Jordan (search) enjoys cordial relations with the elected government in Iraq (search), hosting training sessions for Iraqi police cadets, army and anti-terrorism units as part of its contribution to Iraq's postwar reconstruction.

The novel tells the story of a man named Ezekiel who plots to overthrow a town's sheik but is defeated by the sheik's daughter and an Arab warrior.

The story is apparently a metaphor for a Zionist-Christian plot against Arabs and Muslims. Ezekiel is meant to symbolize the Jews.

Qudah said his department "did not tackle the content of the novel."

Saddam's eldest daughter, Raghad, told the AP she expected the novel to be published in the next week. She said her father finished the novel March 18, 2003 — a day before the U.S.-led war on Iraq began — and expressed a wish to publish the book under his name.

The three other novels he wrote were simply signed, "Its author."

"It was my father's will to publish this book," Raghad said Friday.

She said an Iraqi artist designed the book's cover and a Jordanian publishing house would print the book in Arabic.
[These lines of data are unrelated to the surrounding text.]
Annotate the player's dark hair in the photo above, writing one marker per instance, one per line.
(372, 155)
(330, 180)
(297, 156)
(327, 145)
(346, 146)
English and French translations will follow, she added.

Raghad also wrote a dedication to her father on the book's back cover, which said, in part: "You, who raised our heads high, the heads of the Iraqis, the Arabs and the Muslims ... we present to you our souls ... to the father of the heroes, to my beloved and dear father, with all my respect and glory to you."

She could not be reached by telephone Sunday.

Some Arab newspapers published excerpts of the novel last year without permission, with the first appearing in the London-based Arab newspaper Asharq al-Awsat.

Ali Abdel Amir, an Iraqi writer and critic who has read the whole manuscript, said the novel was similar in style to the other three attributed to Saddam.

Abdel Amir said "Get Out, Damned One" describes an Arab leading an army that invades the land of the enemy and topples one of their monumental towers, an apparent reference to the Sept. 11 attack on the World Trade Center in New York by Usama bin Laden's Al Qaeda network.

Asharq al-Awsat, which published the entire work over several days last year, said the manuscript was found in the Ministry of Culture after Baghdad's fall. It said it had received its copy from Saddam's physician, Alla Bashir, who fled Iraq after the war and was believed to be in Qatar.

Saddam, 68, also has been credited with writing three other books: "Zabibah and the King," "The Fortified Citadel" and "Men and a City."

"Zabibah and the King" tells a story of a leader who sacrifices a luxurious life for the sake of his people.

"The Fortified Citadel" described the rise to power of Saddam's Baath Party.

"Men and a City" is widely viewed as a thinly veiled autobiography, presenting him as powerful and heroic.

Saddam has been jailed under American control at a U.S. military detention complex near Baghdad airport since his December 2003 capture near his hometown of Tikrit, north of Baghdad.

He faces charges before a special war crimes tribunal that include killing rival politicians over 30 years, gassing Kurds in the northern town of Halabja in 1988, invading Kuwait in 1990, and suppressing Kurdish and Shiite uprisings in 1991.

No trial date has been set. If convicted, he faces the death penalty.